O tribunal rejeitou a alegação de culpa exclusiva do consumidor, pois ele agiu diligentemente para mitigar o dano.
Como resultado, o banco foi condenado a devolver R$ 2.313,51, acrescido de correção monetária desde a data dos fatos e juros de mora desde a citação. Os honorários advocatícios foram majorados para R$ 2.000,00, com base no artigo 85, § 11, do Código de Processo Civil (CPC). Não houve pedido de danos morais no processo, então esse aspecto não foi julgado.
Essa decisão alinha-se a precedentes do TJSP.
Como essa decisão impacta outros consumidores
Essa sentença não é isolada; ela reforça uma tendência jurisprudencial que protege consumidores de fraude bancária em operações digitais. Com o aumento de casos – estimados em mais de 1 milhão por ano, segundo a Febraban –, decisões como essa podem influenciar bancos a aprimorarem seus protocolos de segurança, como autenticação biométrica avançada ou alertas em tempo real para transações suspeitas.
Para consumidores, o recado é claro: em situações de furto seguido de transações indevidas, o banco não pode simplesmente negar responsabilidade. A Súmula 479 do STJ e o CDC invertem o ônus da prova, cabendo à instituição demonstrar que não houve falha. Isso fortalece a posição de vítimas, que muitas vezes enfrentam burocracia excessiva para recuperar valores.
No entanto, cada caso é único. Fatores como o tempo de reação do consumidor (bloqueio imediato) e provas de contestação (boletim de ocorrência, reclamações no Procon) são cruciais.
Orientações práticas para vítimas de fraudes semelhantes
Se você enfrentar um problema similar, siga estes passos para proteger seus direitos:
- Registre o boletim de ocorrência: Isso é essencial para comprovar o crime e serves como prova inicial. Inclua detalhes sobre o aparelho e o app bancário instalado.
- Bloqueie o celular e a conta: Contate sua operadora para bloquear o IMEI e o banco para suspender acessos. Muitos apps têm opções de bloqueio remoto.

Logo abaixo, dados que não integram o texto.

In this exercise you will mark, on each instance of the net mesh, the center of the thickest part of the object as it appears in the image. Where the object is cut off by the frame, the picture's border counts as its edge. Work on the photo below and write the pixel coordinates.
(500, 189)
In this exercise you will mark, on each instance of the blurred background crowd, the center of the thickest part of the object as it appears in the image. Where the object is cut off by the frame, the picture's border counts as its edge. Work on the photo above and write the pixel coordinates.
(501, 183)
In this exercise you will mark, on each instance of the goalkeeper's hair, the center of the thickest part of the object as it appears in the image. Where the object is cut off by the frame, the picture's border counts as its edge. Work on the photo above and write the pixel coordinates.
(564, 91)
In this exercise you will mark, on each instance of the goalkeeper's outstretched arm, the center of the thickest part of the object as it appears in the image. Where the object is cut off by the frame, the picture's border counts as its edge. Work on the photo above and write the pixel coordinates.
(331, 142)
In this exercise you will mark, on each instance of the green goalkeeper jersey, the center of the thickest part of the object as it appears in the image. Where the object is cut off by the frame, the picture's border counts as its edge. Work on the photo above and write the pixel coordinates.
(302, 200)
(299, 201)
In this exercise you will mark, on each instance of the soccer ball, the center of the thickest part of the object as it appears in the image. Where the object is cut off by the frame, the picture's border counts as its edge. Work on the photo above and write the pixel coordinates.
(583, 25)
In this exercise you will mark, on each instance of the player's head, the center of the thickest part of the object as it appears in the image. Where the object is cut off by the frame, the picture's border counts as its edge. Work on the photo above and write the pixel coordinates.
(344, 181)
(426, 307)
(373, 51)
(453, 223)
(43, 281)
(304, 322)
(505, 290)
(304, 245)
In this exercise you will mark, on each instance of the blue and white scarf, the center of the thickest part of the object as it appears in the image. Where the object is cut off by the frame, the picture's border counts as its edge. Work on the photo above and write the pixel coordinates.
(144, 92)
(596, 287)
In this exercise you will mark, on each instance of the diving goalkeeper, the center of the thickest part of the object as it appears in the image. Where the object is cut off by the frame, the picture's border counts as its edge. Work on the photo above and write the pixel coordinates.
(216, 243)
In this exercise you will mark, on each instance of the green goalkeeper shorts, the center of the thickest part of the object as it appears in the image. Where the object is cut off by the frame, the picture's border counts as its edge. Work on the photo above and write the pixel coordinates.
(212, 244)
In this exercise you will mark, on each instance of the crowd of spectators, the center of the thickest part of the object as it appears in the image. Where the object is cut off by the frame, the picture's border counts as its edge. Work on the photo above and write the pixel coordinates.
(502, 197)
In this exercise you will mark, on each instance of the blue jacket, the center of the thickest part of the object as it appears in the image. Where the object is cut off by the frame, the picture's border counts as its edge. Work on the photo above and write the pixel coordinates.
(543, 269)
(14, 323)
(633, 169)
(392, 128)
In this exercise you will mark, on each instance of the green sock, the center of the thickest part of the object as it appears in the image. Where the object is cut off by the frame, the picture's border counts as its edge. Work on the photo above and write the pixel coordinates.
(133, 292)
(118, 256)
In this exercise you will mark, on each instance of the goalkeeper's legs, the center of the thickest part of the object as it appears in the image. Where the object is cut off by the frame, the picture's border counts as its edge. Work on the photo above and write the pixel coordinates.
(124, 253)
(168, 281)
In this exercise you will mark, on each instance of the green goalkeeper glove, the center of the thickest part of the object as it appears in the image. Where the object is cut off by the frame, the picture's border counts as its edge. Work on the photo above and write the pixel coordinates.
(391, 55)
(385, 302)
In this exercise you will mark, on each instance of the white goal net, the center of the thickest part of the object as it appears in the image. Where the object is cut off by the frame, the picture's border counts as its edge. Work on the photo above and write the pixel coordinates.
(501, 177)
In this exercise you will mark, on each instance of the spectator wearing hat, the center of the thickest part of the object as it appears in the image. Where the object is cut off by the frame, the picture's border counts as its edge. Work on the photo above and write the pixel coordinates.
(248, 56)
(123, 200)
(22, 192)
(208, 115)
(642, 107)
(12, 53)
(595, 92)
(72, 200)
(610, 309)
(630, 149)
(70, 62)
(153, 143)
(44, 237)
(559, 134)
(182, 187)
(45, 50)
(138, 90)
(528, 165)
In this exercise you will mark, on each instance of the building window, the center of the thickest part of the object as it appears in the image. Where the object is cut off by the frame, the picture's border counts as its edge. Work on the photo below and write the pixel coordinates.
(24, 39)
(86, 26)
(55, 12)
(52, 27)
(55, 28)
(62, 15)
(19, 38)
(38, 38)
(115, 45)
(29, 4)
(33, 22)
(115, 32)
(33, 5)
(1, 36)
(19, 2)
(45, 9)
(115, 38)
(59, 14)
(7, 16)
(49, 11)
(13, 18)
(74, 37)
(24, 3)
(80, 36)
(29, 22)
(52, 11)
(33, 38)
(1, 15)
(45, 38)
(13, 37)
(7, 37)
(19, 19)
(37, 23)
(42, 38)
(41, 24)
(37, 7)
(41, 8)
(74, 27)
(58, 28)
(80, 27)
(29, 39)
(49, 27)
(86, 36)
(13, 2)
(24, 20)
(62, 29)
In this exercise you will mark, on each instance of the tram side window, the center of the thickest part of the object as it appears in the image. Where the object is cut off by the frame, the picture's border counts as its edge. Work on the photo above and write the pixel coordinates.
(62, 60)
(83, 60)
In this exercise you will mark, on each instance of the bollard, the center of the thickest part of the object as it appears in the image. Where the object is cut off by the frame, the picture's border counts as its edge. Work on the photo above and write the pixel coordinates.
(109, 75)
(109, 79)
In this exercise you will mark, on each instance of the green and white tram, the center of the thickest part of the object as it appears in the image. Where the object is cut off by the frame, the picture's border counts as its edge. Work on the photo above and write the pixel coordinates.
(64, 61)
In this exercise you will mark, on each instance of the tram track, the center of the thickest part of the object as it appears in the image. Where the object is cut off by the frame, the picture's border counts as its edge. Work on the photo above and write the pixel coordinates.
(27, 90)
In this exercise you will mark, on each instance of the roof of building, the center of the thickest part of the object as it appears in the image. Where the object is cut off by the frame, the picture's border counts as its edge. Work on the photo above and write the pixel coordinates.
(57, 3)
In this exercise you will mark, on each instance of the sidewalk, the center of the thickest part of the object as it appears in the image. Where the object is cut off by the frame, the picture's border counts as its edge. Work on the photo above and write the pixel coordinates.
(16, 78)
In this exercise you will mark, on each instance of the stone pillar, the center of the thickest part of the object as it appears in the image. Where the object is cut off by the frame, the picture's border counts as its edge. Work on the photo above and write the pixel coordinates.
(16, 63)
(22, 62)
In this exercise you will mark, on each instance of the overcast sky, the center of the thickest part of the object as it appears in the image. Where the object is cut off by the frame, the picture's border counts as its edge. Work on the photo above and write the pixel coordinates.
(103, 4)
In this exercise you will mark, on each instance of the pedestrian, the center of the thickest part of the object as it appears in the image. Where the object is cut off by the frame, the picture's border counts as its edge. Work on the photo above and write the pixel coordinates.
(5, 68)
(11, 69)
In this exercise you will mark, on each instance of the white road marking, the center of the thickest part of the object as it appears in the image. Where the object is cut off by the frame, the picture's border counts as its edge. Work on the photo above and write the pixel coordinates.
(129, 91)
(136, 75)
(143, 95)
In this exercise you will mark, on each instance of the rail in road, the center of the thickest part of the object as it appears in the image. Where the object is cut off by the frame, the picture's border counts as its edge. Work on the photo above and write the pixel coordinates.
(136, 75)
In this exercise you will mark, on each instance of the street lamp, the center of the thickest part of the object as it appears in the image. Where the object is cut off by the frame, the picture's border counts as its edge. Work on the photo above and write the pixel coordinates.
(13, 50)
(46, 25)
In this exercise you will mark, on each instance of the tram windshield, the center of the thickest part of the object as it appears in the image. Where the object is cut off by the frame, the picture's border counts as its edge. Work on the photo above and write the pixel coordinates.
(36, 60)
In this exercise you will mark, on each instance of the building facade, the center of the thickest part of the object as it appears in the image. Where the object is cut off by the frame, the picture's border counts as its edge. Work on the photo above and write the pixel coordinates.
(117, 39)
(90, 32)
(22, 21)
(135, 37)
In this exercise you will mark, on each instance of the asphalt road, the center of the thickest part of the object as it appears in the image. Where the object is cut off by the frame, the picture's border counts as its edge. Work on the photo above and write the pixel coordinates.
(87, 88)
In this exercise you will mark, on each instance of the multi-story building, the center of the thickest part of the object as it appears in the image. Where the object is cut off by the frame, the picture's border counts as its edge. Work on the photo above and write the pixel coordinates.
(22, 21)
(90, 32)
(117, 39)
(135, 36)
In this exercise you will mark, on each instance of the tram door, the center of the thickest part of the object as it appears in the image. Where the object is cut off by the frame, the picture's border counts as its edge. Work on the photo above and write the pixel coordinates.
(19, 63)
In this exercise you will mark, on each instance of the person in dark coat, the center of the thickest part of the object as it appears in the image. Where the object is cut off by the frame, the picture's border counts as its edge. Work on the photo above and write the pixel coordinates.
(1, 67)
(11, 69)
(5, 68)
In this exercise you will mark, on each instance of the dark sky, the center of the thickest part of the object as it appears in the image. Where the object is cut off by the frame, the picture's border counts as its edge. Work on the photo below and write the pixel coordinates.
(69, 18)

- Conteste as transações: Notifique o banco por escrito ou via canais oficiais, solicitando o estorno.

Tente uma solução amigável primeiro, mas se o banco negar, você pode usar o Procon ou plataformas como o Consumidor.gov.br para registrar reclamações.
Além disso, há a possibilidade de ajuizar uma ação. É recomendável buscar apoio jurídico especializado, pois profissionais experientes em direito do consumidor podem analisar provas e maximizar chances de sucesso. Evite assinar acordos precipitados que limitem seus direitos.
Para minimizar riscos, ative autenticações de dois fatores, use senhas fortes e monitore extratos regularmente. Bancos oferecem ferramentas como notificações push para transações, que podem alertar sobre atividades suspeitas.
Decisões como essa do TJSP destacam a evolução do direito consumerista no Brasil, priorizando a vulnerabilidade do usuário frente a sistemas complexos. Elas incentivam instituições financeiras a investir mais em segurança, beneficiando toda a sociedade.